Course 2024-2025 a.y.

20592 - STATISTICS AND PROBABILITY

Department of Decision Sciences

Course taught in English

Student consultation hours
Go to class group/s: 23
DSBA (8 credits - I sem. - OB  |  2 credits MAT/06  |  6 credits SECS-S/01)
Course Director:
SONIA PETRONE

Classes: 23 (I sem.)
Instructors:
Class 23: SONIA PETRONE


Mission & Content Summary

MISSION

A solid background in Probability and Statistics is an absolute MUST for a data scientist, in whatever field she/he is willing to work. This course aims at providing such a solid methodological background. We start with a recap of fundamental notions in probabiilty theory and stochastic processes (in particular, Markov chains), presented in a friendly but rigorous way. Then the core of the course covers classical statistical inference, parametric and nonparametric, consolidating the metodological basis of maximum likelihood estimation, confidence intervals and tests; and we end with an introduction to Bayesian learning. This all is treated "modernely", having in mind the "exlain or predict" big debate; simplifying a lot, "classical statistics" towards "modern statistics" and machine learning. The course is integrated with a "Computations and Applications" modulus, that presents computational tools (stochastic integration & Monte Carlo, optimization, bootstrap, EM, Markov chain Monte Carlo) and applications on real data, particularly in regression contexts (lm and glm) and/or in multiple testing, using R and Python. The lectures include frontal lecturing, group work with periodic take-home assigments, coding and simulations and real data analysis.

CONTENT SUMMARY

 

PART I : Probability recap (Prof. Sandra Fortini)

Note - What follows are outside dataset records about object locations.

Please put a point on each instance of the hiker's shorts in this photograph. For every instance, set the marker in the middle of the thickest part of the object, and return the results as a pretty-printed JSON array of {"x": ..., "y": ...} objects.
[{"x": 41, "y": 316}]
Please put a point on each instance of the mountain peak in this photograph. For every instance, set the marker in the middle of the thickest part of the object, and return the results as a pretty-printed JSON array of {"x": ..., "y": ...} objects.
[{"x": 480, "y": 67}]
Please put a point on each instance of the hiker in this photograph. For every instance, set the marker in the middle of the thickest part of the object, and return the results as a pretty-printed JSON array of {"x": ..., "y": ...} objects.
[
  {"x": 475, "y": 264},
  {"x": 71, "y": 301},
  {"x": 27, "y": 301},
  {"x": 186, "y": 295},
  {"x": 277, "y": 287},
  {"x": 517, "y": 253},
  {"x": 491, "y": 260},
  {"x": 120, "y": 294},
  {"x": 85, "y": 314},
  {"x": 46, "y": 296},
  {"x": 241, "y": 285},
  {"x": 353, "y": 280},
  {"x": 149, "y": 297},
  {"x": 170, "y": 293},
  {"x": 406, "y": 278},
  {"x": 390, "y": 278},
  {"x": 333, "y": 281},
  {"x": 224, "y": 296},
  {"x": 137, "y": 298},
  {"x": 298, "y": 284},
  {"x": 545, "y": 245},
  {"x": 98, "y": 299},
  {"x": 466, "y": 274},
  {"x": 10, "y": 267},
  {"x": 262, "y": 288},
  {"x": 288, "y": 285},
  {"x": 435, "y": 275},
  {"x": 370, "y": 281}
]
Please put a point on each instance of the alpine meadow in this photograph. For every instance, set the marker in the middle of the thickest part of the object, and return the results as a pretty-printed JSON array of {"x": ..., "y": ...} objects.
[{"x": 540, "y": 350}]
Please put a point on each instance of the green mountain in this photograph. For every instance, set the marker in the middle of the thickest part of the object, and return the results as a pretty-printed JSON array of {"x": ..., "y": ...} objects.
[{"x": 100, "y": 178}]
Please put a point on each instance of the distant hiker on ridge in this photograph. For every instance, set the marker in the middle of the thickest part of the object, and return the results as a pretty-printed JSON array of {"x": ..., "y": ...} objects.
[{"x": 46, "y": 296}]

  • Definition and basic properties
  • Random variables. Multivariate distributions
  • Expectation and conditional expectation.
  • Convergence of random variables.
  • Basic notions on stocastic processes. Random noise. Random walks. Markov chains. NOTE (this topic may be postponed later, when dealing with Inference on Markov chains)

 

Part II : Statistical inference (Prof. Sonia Petrone)

Models, Statistical Inference and Learning

Elements of nonparametric estimation.

The bootstrap.

Parametric Inference

MLE and asymptotics

Confidence intervals

Hypothesis testing and p-values

Regression.

 

+ Exercizes

+ Computations and Applications (part I), with R and Phyton (Prof. Yichen Zhu)

Computations: Stochastic integration and Monte Carlo.

Optimization. EM algorithm.

Parametric bootstrap (if time permits)

Applications: Regression and generalized linear models.

Multiple testing: an application in genomics (it time permits)

 

PART III - Bayesian learning (Prof Sonia Petrone)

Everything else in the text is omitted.